Every spring, an epic single-day festival brings together the entire population of the town in one of the most unique displays of social cohesion and communal celebration of faith and heritage to gaze upon.
The Crepissage, or the plastering, sees the residents of Djenne work together every single year to re-plaster the Great Mosque which, like the town’s traditional clay homes, boasts earthen mud walls coated with adobe plaster.
A magnificent example of Sudano-Sahelian architecture, the original structure of the mosque is believed to have been built around the thirteenth century, when King Koi Konboro, Djenne’s 26th ruler and its first Muslim sultan, decided to to build a place of Muslim worship in the town using local building materials. But the mosque has been reconstructed at least twice since.

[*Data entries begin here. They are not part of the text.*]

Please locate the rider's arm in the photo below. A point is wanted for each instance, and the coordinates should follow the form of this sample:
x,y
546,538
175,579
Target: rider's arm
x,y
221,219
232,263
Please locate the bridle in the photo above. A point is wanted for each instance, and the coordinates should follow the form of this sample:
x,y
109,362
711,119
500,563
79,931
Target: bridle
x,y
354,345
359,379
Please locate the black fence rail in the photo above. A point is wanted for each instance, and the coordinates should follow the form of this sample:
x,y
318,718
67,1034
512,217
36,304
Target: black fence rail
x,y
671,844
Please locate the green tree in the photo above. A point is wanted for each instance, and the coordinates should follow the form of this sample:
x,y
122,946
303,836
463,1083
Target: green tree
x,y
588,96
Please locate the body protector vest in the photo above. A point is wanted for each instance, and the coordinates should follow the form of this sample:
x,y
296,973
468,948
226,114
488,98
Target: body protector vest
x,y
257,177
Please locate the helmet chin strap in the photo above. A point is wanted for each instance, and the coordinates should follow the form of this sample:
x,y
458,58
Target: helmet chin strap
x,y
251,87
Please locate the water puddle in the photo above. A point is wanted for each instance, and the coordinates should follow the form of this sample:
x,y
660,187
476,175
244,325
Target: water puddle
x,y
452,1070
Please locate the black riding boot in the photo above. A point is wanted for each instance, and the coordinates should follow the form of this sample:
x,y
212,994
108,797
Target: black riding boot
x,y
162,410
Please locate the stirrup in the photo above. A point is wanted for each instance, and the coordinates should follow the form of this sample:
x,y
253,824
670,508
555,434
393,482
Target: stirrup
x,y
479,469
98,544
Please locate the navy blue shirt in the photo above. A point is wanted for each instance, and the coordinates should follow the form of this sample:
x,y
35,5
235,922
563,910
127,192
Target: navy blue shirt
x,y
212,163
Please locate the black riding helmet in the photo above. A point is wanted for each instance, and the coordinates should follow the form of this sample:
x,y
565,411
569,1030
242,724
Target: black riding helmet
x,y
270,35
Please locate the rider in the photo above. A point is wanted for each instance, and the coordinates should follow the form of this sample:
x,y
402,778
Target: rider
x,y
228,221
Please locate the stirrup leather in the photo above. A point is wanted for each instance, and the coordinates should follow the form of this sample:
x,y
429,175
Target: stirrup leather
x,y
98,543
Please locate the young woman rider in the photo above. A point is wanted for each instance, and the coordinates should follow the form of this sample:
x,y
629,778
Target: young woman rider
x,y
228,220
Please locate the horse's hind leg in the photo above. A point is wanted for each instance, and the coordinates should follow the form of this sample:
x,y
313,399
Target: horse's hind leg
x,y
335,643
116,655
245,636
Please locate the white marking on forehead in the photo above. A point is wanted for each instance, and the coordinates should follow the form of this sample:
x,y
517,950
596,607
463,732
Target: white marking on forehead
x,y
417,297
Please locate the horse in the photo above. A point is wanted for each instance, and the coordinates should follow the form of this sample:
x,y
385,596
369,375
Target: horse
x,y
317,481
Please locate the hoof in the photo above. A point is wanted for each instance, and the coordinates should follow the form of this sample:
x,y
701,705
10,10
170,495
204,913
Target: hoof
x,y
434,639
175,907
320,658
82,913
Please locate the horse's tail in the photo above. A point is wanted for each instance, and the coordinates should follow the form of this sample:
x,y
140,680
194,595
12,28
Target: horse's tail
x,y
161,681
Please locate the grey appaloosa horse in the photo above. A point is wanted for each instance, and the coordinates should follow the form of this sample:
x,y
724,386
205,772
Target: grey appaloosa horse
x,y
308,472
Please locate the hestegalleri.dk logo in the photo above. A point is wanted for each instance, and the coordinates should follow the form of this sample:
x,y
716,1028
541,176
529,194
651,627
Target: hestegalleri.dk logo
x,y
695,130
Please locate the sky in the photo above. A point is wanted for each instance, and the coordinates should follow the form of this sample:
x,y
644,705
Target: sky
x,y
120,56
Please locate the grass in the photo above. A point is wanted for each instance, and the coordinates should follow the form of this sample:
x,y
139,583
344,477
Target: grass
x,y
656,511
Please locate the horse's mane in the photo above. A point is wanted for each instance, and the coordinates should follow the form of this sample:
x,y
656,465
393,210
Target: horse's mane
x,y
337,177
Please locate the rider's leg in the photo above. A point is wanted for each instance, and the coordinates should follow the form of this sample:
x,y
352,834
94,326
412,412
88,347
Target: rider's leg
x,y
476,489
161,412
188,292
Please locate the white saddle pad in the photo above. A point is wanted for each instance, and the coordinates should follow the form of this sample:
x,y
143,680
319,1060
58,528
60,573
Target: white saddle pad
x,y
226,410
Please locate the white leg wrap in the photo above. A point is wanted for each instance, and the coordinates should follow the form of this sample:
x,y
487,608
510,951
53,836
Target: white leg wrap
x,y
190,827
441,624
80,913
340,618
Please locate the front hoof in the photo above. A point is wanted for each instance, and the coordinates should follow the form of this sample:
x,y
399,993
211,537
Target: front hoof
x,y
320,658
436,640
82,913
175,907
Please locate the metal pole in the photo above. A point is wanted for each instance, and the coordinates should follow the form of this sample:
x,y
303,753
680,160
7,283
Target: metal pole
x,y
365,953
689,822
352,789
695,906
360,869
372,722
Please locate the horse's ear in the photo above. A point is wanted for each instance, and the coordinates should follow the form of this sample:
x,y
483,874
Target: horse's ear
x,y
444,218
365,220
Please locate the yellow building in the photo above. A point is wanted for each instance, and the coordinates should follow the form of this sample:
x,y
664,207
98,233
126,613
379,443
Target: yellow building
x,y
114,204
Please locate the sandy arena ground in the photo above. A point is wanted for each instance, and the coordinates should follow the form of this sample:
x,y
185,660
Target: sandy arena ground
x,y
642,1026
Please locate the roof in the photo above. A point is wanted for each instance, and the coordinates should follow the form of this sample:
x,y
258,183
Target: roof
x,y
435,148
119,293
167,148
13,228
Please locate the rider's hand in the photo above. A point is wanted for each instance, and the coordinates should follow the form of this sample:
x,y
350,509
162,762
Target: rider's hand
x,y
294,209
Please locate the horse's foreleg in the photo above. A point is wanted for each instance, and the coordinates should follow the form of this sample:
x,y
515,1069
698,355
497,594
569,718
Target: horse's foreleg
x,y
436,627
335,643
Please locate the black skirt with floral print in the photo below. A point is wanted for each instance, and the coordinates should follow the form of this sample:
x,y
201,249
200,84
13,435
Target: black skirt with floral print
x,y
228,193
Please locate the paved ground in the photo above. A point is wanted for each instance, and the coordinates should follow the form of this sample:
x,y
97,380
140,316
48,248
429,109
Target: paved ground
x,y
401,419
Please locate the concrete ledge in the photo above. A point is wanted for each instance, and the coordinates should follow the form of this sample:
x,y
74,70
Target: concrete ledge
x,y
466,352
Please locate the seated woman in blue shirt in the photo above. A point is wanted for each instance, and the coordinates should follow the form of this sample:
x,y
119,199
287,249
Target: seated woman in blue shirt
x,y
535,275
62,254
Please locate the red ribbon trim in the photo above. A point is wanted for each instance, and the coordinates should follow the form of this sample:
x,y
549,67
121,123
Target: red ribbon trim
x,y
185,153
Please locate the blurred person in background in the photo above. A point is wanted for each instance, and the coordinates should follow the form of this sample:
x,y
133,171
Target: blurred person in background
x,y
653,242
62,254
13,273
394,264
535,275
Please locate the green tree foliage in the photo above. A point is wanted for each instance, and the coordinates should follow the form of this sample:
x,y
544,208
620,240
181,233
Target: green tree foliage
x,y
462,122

The current structure of the mosque was completed in 1907, making it a little over a century old.
The natural insulation provided by the use of mud and clay in the mosque’s structure keeps it cool inside even during the hottest summer days. With a prayer hall that can hold up to 3,000 people, the UNESCO World Heritage Site rises nearly 20 metres high and is fitted with three distinctive minarets and hundreds of sticks of rodier palm called ‘toron’ jutting out of its facade for support and to make replastering easier.
Over the years, the Great Mosque has become the centrepiece of the religious and cultural life of Mali and a symbol of Djenne’s architectural heritage and cultural identity. It also captures the town’s phenomenal sense of community and commitment to the preservation of the structure.
On the eve of the Crepissage, the residents of Djenne take to the streets in a carnival known as La Nuit de Veille, or ‘The Waking Night’, where they sing and dance until the early hours of the morning in anticipation of the most important day of the year.
As a whistle goes off at around 5 am on the day of the Crepissage, teams of young men race up the mosque’s facade with baskets of wet clay to smear onto the walls with the supervision of mason elders, while women carry the water needed to mix the clay from the river. Children also take part by transporting the clay baskets in aid of the builders. The process lasts for nearly five hours and is finished well ahead of the scorching midday sun of the Sahara Desert.
The annual reinforcement is designed to protect the mosque’s earthen mud walls from cracking and crumbling and to ensure the building survives the rainy summer season.